Dramatische Lage auf Intensivstationen der Kinderkliniken
Oberarzt: „Kinder sterben, weil wir sie nicht mehr versorgen können“– Infektionswelle rollt
(dpa) - Überbelegte Patientenzimmer, tagelanger Aufenthalt in der Notaufnahme, Verlegung von kranken Babys in mehr als 100 Kilometer entfernte Krankenhäuser: Die aktuelle Welle von Atemwegsinfekten bringt Kinderkliniken in Deutschland an ihre Grenzen. Von einer „katastrophalen Lage“auf den Kinder-Intensivstationen spricht die Deutsche Interdisziplinäre Vereinigung für Intensiv- und Notfallmedizin (Divi).
Wenn ein gerade reanimierter Säugling in einer eigentlich voll belegten Kinderklinik aufgenommen werde, müsse dort ein Dreijähriger den dritten Tag in Folge auf seine dringend notwendige Herzoperation warten.
In den kommenden Wochen sei mit weiter steigenden Zahlen zu rechnen, hatte es im RKI-Wochenbericht vergangener Woche geheißen. „Kinder sterben, weil wir sie nicht mehr versorgen können“, sagte der Leitende Oberarzt der Kinderintensivmedizin an der Medizinischen Hochschule Hannover, Michael Sasse. Die Lage sei ohnehin schon prekär. Doch die enorme Welle von Infektionen mit dem Respiratorischen Synzytial-Virus (RSV) habe die Situation noch einmal verschlimmert. „Jetzt werden drei Jahrgänge von
Kindern diese Infekte durchmachen, weil sie ohne Mundschutz durch die Gegend rennen“, sagte Sasse mit Blick auf die aufgehobenen CoronaBeschränkungen. Das überfordere die Kliniken in „totaler Weise“. Inzwischen würden Kinder auf Normalstationen behandelt, die eigentlich auf Intensivstationen gehörten.

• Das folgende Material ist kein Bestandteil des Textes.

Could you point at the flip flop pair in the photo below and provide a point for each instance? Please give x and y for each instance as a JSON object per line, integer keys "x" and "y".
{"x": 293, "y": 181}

Die Intensiv- und Notfallmediziner untermauerten ihre dramatischen Befunde mit einer Umfrage unter den 130 Kinderkliniken, die am bundesweiten Kleeblattkonzept zur Patientenverlegung teilnehmen. Dabei arbeiten jeweils bestimmte Bundesländer
zusammen. 110 hätten auf die Anfrage vom 24. November geantwortet, sagte der Divi-Generalsekretär und Münchner Kinder-Intensivmediziner Florian Hoffmann. Theoretisch hätte es an diesem Tag in Deutschland insgesamt 607 Kinderintensivbetten gegeben. Tatsächlich seien es etwa vor allem wegen Personalmangels jedoch rund 40 Prozent weniger gewesen. „Aus den 607 Betten wurden 367.“
Und ein Großteil dieser Betten wiederum war belegt. Der Umfrage zufolge meldeten 47 Kliniken null verfügbare Betten, 44 Krankenhäuser
nur noch ein freies Bett. Und um diese wenigen Betten wiederum konkurrierten kleine Patienten aus der Notaufnahme im eigenen Haus oder von den Rettungsdiensten. Hinzu kämen Anfragen von Kliniken mit einer geringeren Versorgungsstufe. „Da sehen wir, dass jede zweite Klinik in den letzten 24 Stunden ein Kind letztendlich ablehnen musste.“
Divi-Generalsekretär Hoffmann sagte, die Lage auf den Intensivstationen liege nicht allein an der aktuellen RSV-Welle. Das Problem sei vielmehr über die vergangenen Jahre immer größer geworden. Die Intensivmediziner fordern unter anderem sofort bessere Arbeitsbedingungen in den Kinderkliniken, den Aufbau telemedizinischer Netzwerke zwischen den pädiatrischen Einrichtungen und den Aufbau von spezialisierten Kinderintensiv-Transportsystemen.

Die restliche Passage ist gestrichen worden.